Home>バックナンバー>2016春号TOP>施設紹介レポート

 せいの内科では、治療がうまくいかない患者に対し、療養指導とは別枠に、傾聴を主としたカウンセリングを実施している。「カウンセリングでは、こちら側からは何も指導や説明をしません。日常生活はどうか、血糖コントロールがうまくいかないのはなぜか、などの質問を投げかけ、療養指導士は聞き役に徹します。患者さんは、自分の思いを医療者に訴えたいのです。こちらが話を聴き、共感してあげるだけでも、『あぁ、この先生は、私の気持ちをわかってくれた」と患者さんは楽になります」。患者に接する際は、のような対応を心がけたい。

 声のかけ方1つでも、患者の反応は大きく変わる。「これはコーチングのテクニックの1つですが、『なぜできないのですか』ではなく、『良くするためにはどうしたらいいと思いますか』『血糖値を10mg/dL下げるためにはどうしたらよいと思いますか』など、ポジティブな言葉を使って、診療を進めていきます」。

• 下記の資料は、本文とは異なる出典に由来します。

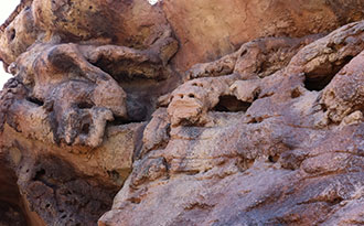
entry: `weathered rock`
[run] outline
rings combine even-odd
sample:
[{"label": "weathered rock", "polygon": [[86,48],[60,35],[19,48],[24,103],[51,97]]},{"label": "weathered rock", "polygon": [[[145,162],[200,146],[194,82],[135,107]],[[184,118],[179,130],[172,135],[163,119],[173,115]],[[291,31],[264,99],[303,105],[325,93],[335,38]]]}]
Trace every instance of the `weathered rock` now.
[{"label": "weathered rock", "polygon": [[181,41],[175,63],[182,71],[214,61],[261,36],[304,36],[328,32],[363,18],[357,0],[163,0]]},{"label": "weathered rock", "polygon": [[[232,56],[194,66],[189,73],[202,72],[203,78],[178,87],[164,112],[162,120],[172,125],[170,138],[154,137],[162,147],[152,144],[156,139],[144,140],[156,149],[135,162],[99,224],[362,224],[363,24],[349,24],[308,43],[290,63],[274,64],[270,68],[277,69],[264,78],[244,77],[244,69],[234,73],[232,61],[225,61]],[[333,43],[338,52],[321,51],[338,36],[346,40]],[[244,63],[249,61],[255,58]],[[322,72],[318,75],[330,76],[321,90],[310,86],[315,68]],[[220,112],[214,106],[222,105],[218,97],[224,95],[250,105],[234,112],[234,104],[225,101]],[[339,126],[344,116],[346,122]],[[208,123],[202,123],[206,117]],[[149,132],[167,132],[156,123],[161,118],[159,114],[152,119]]]},{"label": "weathered rock", "polygon": [[23,0],[0,224],[364,224],[363,9]]}]

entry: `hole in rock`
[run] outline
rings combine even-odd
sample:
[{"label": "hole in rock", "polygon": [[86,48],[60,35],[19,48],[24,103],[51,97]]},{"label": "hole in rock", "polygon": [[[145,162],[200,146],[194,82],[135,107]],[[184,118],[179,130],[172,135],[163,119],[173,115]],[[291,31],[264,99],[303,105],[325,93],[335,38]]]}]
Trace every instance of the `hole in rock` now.
[{"label": "hole in rock", "polygon": [[143,122],[144,120],[138,120],[138,119],[132,119],[132,118],[121,118],[121,117],[115,117],[114,116],[114,121],[108,122],[111,126],[119,126],[119,125],[126,125],[126,123],[139,123],[139,122]]},{"label": "hole in rock", "polygon": [[279,160],[279,155],[269,155],[268,161],[271,163],[276,163]]},{"label": "hole in rock", "polygon": [[88,103],[79,103],[79,104],[77,105],[77,107],[81,108],[81,109],[88,109],[88,108],[92,108],[93,105],[90,105],[90,104],[88,104]]},{"label": "hole in rock", "polygon": [[35,176],[34,176],[34,181],[40,181],[44,175],[45,175],[45,170],[44,169],[41,169],[41,170],[36,171]]},{"label": "hole in rock", "polygon": [[89,132],[89,123],[84,123],[82,126],[81,132],[84,133],[84,134],[88,134],[88,132]]},{"label": "hole in rock", "polygon": [[321,65],[313,72],[306,74],[304,87],[310,92],[320,92],[324,89],[335,74],[338,74],[352,58],[353,56],[346,56],[342,61],[329,65]]},{"label": "hole in rock", "polygon": [[215,111],[236,112],[246,111],[251,103],[238,100],[235,96],[221,96],[218,104],[214,107]]},{"label": "hole in rock", "polygon": [[30,101],[30,103],[33,103],[38,106],[43,106],[44,105],[44,101],[42,101],[42,100],[40,100],[35,97],[28,97],[26,100]]},{"label": "hole in rock", "polygon": [[298,98],[302,95],[302,93],[300,92],[300,89],[297,87],[297,88],[293,88],[291,90],[291,98]]}]

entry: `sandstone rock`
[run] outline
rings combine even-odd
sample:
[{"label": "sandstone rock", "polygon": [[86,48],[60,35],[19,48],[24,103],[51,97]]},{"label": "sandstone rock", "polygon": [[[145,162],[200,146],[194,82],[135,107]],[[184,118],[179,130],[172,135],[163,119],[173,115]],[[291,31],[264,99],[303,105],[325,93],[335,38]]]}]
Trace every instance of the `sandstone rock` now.
[{"label": "sandstone rock", "polygon": [[0,224],[363,224],[363,9],[23,0]]},{"label": "sandstone rock", "polygon": [[356,0],[163,0],[163,10],[182,45],[176,65],[182,71],[233,52],[261,36],[304,36],[332,31],[363,18]]},{"label": "sandstone rock", "polygon": [[[349,24],[308,44],[290,63],[274,65],[278,71],[264,78],[225,75],[233,73],[234,64],[225,61],[232,56],[193,66],[189,73],[202,72],[202,78],[178,87],[171,94],[168,116],[164,112],[172,127],[170,138],[159,140],[167,144],[149,150],[135,162],[133,176],[99,225],[362,223],[363,212],[356,211],[363,207],[364,175],[360,117],[363,69],[358,63],[363,62],[362,24]],[[355,31],[354,37],[350,31]],[[349,36],[343,39],[347,44],[338,44],[339,51],[331,57],[338,68],[332,69],[326,61],[312,63],[312,61],[301,61],[308,53],[313,54],[311,60],[325,55],[321,54],[324,43],[336,36]],[[344,55],[354,58],[342,61]],[[221,66],[225,63],[231,69]],[[202,67],[207,69],[196,69]],[[335,74],[328,86],[312,90],[307,80],[314,69],[308,68]],[[218,71],[222,73],[217,75]],[[339,88],[346,87],[343,83],[350,90]],[[338,99],[328,98],[330,90],[340,92],[333,96]],[[234,112],[234,105],[228,103],[223,112],[218,111],[214,106],[226,94],[251,104]],[[344,94],[347,101],[343,100]],[[345,112],[343,117],[353,114],[345,119],[347,122],[339,126],[326,120],[324,127],[318,126],[317,121],[330,110],[336,112],[333,110],[339,106],[345,109],[340,111]],[[202,123],[207,116],[208,123]],[[147,126],[149,130],[165,131],[154,120],[161,120],[160,114]],[[156,143],[152,139],[144,142],[149,147]]]}]

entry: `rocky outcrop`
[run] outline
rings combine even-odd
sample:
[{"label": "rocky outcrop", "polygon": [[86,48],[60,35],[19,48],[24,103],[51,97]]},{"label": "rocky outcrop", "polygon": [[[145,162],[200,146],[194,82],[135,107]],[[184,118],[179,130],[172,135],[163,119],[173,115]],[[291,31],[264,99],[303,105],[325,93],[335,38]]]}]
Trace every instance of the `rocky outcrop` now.
[{"label": "rocky outcrop", "polygon": [[0,224],[363,224],[363,9],[22,1]]}]

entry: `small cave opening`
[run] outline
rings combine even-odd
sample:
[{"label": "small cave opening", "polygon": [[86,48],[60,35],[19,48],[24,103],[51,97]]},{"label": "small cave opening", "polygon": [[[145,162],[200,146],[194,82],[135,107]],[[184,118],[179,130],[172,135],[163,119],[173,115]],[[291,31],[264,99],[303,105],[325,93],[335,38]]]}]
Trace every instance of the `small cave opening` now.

 近年、コーチングやカウンセリングの他、認知行動療法やエンパワーメントなど、患者の『心』に着目したさまざまな手法、テクニックが理論として確立されてきている。心理的なアプローチの研究会は、各地で数多く開催されている。実地医家の先生方、コメディカルスタッフの方々も、こういった勉強会に参加してみてはいかがだろうか。

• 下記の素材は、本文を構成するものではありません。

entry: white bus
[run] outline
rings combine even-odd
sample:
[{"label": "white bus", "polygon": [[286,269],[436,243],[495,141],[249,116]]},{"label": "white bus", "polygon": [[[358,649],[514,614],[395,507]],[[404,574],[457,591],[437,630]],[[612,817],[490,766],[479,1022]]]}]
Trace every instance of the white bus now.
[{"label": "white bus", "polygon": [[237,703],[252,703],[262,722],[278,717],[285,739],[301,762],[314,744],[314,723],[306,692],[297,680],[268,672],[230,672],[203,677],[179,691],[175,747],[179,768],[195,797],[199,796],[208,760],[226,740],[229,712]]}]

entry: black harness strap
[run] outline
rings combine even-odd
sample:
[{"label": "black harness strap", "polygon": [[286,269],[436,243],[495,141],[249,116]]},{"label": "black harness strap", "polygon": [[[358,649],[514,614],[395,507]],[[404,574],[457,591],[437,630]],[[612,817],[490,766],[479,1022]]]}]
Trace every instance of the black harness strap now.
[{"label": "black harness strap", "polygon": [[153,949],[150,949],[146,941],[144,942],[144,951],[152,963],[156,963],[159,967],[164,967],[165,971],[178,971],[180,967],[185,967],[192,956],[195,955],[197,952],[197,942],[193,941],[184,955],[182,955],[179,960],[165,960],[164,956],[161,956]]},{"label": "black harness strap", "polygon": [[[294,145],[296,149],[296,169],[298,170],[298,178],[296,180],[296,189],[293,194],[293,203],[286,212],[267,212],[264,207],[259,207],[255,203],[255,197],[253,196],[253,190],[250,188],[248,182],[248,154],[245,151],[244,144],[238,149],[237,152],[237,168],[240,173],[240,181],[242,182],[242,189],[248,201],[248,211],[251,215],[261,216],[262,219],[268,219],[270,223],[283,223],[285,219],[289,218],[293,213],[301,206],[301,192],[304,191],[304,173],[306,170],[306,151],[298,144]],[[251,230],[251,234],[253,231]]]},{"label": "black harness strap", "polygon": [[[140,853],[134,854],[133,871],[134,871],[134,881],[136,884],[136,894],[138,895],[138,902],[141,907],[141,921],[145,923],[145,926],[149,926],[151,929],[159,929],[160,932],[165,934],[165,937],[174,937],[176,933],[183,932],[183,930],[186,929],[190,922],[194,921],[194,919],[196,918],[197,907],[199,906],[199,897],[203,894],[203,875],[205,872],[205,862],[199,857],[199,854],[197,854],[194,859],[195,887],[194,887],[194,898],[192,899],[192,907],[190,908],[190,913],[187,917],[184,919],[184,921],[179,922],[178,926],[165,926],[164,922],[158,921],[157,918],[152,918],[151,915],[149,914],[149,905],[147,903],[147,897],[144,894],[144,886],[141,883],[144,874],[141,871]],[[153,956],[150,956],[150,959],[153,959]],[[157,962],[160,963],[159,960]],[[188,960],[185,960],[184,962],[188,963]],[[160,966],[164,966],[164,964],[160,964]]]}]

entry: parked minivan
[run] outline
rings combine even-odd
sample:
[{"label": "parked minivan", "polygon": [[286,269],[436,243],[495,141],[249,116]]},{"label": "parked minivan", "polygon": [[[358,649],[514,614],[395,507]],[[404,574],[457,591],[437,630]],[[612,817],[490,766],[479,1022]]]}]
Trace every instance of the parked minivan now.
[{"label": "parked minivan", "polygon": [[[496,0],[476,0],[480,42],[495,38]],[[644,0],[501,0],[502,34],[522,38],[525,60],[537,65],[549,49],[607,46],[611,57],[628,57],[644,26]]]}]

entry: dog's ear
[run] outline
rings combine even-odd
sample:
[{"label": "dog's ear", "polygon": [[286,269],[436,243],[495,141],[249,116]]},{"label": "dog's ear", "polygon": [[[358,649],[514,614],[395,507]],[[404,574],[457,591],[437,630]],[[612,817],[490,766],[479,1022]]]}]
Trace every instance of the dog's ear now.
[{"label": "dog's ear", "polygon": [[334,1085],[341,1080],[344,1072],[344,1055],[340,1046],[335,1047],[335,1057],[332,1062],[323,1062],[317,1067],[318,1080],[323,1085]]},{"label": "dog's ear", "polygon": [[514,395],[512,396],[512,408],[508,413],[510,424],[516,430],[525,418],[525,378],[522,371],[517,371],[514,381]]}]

 民間療法にはまる患者の心のうちには、医療や薬剤への不信感が潜んでいることが少なくない。大切なのは、そのような患者の本音に寄り添うことだと、清野先生は語る。患者の思いに耳を傾け、その上で気付きを促す質問、ポジティブな言葉かけを行い、患者自身の持つ『良くなる力』を引き出していきたい。